Cara donna africana

Cara Donna Africana,
Se non ti ho mai detto che sei bella, lo sei.
Se non ti ho mai detto che il tuo sorriso è adorabile, lo è.
Se non ti ho mai detto che la tua pelle scura è più bella del cielo notturno, lo è.

Cara Donna Africana.
Solo tu puoi capire cosa significhi essere una regina africana.
Cosa significhi essere nera, audace e bella.
Cara Donna Africana
Per secoli ti è stato detto che il tuo posto è in cucina.
Sei stata rinchiusa per costruire il tuo mondo all’ombra degli uomini.
E i tuoi doni, sono sepolti assieme ai cordoni ombelicali dei tuoi tanti figli non ancora nati.

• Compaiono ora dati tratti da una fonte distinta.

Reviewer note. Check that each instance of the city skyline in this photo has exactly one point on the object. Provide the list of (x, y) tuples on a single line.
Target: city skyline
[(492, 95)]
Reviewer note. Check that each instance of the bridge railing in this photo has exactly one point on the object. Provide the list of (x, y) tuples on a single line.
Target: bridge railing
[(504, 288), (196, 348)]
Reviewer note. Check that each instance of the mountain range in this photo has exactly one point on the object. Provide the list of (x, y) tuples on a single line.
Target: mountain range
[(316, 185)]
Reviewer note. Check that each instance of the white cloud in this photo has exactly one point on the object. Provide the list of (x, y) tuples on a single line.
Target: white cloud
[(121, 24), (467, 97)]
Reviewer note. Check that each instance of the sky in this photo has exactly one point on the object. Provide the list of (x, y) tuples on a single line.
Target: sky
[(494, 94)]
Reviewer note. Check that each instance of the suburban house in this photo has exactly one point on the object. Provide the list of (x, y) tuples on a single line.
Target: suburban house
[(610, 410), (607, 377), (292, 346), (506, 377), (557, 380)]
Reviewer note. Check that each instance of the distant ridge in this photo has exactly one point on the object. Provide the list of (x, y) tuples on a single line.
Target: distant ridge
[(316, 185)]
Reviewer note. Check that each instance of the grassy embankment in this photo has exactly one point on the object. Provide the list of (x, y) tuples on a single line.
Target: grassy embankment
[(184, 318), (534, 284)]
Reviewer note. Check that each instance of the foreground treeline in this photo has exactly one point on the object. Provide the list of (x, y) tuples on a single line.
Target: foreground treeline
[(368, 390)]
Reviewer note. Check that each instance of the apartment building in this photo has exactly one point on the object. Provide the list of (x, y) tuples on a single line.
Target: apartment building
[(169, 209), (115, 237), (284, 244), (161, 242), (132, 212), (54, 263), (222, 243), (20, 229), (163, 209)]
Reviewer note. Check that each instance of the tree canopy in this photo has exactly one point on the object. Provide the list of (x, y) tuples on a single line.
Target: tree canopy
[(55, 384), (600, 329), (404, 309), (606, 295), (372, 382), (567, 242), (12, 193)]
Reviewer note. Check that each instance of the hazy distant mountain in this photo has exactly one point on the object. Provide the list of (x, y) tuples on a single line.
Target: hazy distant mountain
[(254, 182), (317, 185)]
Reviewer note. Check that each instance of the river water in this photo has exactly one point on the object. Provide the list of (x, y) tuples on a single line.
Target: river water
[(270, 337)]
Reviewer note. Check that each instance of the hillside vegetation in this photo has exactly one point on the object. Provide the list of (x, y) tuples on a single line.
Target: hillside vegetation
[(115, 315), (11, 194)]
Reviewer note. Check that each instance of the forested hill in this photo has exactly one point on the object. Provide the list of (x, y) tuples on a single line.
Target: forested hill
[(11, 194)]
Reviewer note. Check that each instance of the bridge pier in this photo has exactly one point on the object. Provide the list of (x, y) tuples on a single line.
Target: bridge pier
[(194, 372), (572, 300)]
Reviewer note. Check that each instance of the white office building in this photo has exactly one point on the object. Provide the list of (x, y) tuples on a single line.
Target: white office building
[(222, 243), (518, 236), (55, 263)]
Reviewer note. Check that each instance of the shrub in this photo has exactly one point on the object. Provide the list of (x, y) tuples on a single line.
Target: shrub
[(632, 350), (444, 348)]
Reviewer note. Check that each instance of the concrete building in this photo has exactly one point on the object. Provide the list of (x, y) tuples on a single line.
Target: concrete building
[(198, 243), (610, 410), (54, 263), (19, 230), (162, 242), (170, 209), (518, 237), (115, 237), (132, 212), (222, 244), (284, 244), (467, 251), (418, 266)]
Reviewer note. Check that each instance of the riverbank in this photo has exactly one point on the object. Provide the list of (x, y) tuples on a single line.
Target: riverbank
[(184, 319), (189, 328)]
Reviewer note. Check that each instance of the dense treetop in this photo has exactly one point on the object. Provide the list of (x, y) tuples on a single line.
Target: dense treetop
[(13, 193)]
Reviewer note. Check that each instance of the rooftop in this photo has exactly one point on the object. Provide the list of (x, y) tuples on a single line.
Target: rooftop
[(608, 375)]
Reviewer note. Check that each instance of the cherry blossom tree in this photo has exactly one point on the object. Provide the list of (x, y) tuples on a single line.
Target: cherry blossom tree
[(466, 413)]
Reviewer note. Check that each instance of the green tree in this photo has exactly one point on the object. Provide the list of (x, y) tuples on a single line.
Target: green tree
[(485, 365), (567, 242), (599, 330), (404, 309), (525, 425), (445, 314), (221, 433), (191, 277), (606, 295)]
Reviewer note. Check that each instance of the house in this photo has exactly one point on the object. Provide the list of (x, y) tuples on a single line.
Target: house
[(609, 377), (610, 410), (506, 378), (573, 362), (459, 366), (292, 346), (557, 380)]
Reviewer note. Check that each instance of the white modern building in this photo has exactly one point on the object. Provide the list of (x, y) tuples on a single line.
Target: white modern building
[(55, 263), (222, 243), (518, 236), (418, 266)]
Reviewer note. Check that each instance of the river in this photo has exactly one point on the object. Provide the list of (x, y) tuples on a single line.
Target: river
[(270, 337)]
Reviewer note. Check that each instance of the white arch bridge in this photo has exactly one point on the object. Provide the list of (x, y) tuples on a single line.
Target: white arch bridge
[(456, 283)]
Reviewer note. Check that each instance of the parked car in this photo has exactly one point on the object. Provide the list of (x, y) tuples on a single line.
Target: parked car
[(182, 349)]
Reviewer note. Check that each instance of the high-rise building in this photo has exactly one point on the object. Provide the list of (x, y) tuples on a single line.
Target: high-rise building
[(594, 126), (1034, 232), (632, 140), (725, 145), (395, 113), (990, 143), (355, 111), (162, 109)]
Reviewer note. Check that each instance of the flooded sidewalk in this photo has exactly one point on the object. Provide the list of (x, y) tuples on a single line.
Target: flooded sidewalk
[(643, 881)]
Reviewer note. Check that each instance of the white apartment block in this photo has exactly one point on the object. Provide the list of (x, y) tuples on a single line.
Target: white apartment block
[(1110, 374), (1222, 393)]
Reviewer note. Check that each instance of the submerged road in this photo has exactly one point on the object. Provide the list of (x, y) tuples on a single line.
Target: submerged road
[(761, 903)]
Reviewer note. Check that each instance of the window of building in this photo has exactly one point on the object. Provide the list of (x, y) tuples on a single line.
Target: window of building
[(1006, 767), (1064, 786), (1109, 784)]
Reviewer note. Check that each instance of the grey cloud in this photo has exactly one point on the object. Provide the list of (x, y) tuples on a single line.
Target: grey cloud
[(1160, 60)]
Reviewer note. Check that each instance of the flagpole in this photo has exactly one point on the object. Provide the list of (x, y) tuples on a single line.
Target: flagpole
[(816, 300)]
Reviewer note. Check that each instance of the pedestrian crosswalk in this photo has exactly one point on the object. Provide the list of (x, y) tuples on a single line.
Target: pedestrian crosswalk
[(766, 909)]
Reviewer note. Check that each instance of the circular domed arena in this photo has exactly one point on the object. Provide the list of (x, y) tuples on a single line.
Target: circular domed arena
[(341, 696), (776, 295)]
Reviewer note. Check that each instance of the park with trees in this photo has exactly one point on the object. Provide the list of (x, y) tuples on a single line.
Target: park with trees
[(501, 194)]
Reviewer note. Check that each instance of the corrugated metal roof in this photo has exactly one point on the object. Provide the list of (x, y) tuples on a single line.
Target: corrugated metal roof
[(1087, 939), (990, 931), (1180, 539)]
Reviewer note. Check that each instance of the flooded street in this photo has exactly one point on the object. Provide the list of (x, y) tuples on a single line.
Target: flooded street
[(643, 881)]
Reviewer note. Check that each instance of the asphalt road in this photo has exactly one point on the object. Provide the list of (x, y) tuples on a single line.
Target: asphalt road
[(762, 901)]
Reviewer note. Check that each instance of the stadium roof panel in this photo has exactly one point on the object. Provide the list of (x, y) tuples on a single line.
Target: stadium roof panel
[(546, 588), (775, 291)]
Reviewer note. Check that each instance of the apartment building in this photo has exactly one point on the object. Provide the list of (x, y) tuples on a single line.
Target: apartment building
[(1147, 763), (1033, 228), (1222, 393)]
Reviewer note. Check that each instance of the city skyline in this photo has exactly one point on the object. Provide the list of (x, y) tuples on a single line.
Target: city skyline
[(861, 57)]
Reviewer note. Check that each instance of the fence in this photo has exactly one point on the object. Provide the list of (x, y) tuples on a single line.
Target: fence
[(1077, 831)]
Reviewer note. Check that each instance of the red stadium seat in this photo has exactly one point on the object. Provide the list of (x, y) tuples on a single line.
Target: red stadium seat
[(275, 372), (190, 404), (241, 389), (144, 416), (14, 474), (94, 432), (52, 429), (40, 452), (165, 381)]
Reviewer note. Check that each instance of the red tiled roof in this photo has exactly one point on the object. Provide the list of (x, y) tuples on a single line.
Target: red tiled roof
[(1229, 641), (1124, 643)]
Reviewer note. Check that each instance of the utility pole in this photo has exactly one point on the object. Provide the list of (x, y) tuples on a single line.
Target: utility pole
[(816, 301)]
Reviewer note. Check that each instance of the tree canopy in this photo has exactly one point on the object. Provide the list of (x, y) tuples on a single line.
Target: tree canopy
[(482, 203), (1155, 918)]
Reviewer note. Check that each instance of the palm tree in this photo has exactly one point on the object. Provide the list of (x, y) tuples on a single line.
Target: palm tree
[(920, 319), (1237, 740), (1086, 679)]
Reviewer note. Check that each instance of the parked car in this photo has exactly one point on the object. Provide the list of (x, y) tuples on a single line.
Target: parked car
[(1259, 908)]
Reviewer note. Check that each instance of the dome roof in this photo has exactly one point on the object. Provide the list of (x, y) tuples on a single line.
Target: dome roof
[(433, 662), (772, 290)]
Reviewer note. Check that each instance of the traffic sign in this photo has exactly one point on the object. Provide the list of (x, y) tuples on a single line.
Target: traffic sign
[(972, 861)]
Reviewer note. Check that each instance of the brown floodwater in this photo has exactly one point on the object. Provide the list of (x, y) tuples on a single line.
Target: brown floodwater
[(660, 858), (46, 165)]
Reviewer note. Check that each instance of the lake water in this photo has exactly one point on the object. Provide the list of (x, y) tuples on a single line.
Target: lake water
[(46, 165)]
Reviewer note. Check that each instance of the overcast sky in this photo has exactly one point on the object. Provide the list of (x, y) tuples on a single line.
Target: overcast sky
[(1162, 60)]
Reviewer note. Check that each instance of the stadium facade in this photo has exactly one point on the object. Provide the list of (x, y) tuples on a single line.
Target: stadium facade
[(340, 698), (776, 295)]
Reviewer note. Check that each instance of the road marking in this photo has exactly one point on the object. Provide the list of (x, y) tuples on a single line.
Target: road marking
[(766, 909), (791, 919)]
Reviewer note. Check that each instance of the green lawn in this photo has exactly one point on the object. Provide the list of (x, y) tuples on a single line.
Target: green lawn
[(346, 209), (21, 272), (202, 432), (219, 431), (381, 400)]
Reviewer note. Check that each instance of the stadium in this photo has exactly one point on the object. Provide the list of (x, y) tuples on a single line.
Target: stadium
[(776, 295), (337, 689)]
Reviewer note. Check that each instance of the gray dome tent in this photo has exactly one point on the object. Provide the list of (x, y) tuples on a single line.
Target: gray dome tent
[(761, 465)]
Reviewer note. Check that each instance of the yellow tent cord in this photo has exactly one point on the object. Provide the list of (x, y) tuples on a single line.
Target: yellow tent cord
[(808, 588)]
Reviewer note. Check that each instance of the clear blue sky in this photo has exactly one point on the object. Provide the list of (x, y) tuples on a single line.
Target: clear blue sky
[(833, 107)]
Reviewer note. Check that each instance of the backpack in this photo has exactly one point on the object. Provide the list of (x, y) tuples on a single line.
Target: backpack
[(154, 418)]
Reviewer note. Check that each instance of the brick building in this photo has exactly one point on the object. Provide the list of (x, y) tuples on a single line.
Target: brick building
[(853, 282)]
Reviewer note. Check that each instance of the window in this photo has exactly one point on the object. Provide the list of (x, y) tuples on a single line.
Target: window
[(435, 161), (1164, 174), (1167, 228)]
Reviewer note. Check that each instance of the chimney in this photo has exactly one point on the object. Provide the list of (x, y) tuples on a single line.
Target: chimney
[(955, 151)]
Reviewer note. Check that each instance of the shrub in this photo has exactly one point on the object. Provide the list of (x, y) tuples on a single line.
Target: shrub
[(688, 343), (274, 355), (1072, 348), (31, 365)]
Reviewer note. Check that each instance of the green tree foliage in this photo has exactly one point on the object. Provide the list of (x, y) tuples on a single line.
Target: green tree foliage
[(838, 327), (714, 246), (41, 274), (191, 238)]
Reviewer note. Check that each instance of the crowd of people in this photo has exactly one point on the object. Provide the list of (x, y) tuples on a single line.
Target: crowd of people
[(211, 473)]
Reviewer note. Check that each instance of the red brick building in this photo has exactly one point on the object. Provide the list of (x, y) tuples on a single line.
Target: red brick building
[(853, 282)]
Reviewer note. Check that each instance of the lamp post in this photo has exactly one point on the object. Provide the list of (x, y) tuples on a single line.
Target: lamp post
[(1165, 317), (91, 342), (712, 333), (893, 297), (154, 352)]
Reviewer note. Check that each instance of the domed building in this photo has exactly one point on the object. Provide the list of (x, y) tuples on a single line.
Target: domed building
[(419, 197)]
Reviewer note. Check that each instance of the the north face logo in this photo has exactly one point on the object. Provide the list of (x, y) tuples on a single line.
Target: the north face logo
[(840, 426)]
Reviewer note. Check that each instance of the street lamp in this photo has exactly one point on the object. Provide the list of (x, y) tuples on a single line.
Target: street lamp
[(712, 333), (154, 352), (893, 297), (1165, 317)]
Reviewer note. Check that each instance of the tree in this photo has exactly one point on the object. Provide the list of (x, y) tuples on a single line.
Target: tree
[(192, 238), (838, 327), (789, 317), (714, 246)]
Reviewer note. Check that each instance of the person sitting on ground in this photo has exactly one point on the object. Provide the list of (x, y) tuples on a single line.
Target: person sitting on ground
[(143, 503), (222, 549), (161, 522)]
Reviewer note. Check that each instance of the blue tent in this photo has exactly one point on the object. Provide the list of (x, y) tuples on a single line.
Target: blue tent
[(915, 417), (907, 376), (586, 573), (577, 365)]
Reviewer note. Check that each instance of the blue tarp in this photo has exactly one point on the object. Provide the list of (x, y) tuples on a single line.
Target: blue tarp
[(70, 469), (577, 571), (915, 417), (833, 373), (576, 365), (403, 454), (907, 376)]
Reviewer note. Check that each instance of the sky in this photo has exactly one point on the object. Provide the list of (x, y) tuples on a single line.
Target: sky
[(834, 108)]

Hai lavorato nei campi e preparato i pasti.
Hai badato ai bambini e nutrito gli uomini.
Sei stata la spina dorsale di questo continente.

Eppure, mia cara Donna Africana, non sai chi sei.

Tu sei la luce che splende nell’oscurità.
Il faro che riporta la speranza nei nostri cuori.
La fonte della forza e del coraggio.
L’incarnazione della mascolinità e della femminilità.
L’essere perfetto.

Tu sei la custode della casa, la fondatrice della nazione, colei che asciuga le lacrime, che dona sorrisi, il supporto e l’ancora di salvezza del continente.
Sei più bella di un fiore nella savana.
Il tuo sorriso è come neve che cade su una terra disseccata.
I tuoi crespi capelli Afro sono come i morbidi cuscini delle nuvole nel cielo.

Hai tante sfumature:
Beige, Cioccolato, Caramello, Caffè, Nocciola, Miele, Espresso, Avorio, Ulivo, Ebano.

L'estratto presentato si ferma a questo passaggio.